What is the irony of the trite dialogue and casual tone of "The Lottery"?
By the time you have finished this terrifying and scary story, we realise as readers how we have been deceived and manipulated by the author. From the very beginning of this excellent modern Gothic classic, we are led to believe that we are being presented with a normal village fete scene and normal villagers, whilst all the time something much more sinister lurks beneath the innocent demeanour of the characters. An excellent example of how we are deceived can be found in the way that Tessie Hutchinson is introduced. As the villagers gather for the lottery, the nature of which we are unsure of, Tessie Hutchinson arrives late, and her arrival is described in the following way:
She tapped Mrs. Delacroix on the arm as a farewell and began to make her way through the crowd. The people separated good-humouredly to let her through; two or three people said, in voices just loud enough to be heard across the crowd, "Here comes your Missis, Hutchinson," and "Bill, she made it after all." Mrs. Hutchinson reached her husband, and Mr. Summers, who had been waiting, said cheerfully, "Thought we wre going to have to get on without you, Tessie." Mrs. Hutchinson said, grinning, "Wouldn't have me leave m'dishes in the sink, now, would you Joe?," and soft laughter ran through the crowd as the people stirred back into position after Mrs. Hutchinson's arrival.

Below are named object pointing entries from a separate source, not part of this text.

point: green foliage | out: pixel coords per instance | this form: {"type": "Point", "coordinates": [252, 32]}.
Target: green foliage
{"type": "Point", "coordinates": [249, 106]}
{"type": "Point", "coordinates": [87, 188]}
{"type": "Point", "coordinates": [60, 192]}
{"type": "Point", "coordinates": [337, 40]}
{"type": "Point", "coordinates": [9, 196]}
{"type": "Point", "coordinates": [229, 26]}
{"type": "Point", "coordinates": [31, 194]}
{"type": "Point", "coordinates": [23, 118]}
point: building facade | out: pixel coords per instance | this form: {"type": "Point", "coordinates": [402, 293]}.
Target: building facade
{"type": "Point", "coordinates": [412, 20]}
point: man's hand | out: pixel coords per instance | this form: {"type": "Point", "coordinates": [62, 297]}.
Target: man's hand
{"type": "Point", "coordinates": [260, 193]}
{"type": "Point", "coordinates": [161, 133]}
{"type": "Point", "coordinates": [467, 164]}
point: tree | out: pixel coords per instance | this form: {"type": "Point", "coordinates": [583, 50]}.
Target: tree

Note the way that the inclusion of "soft laughter" and the way that the people separate in a "good humour" to let Tessie through, and the kind of witty joke that Tessie makes to Mr. Summers clearly makes us believe that this is a perfectly innocent village meeting. It is only at the end of the story that we realise the sinister purpose of this gathering, and the tragic role that Tessie herself will play in it. The dialogue and casual tone is one of the principal ways in which Jackson achieves this masterful act of deception.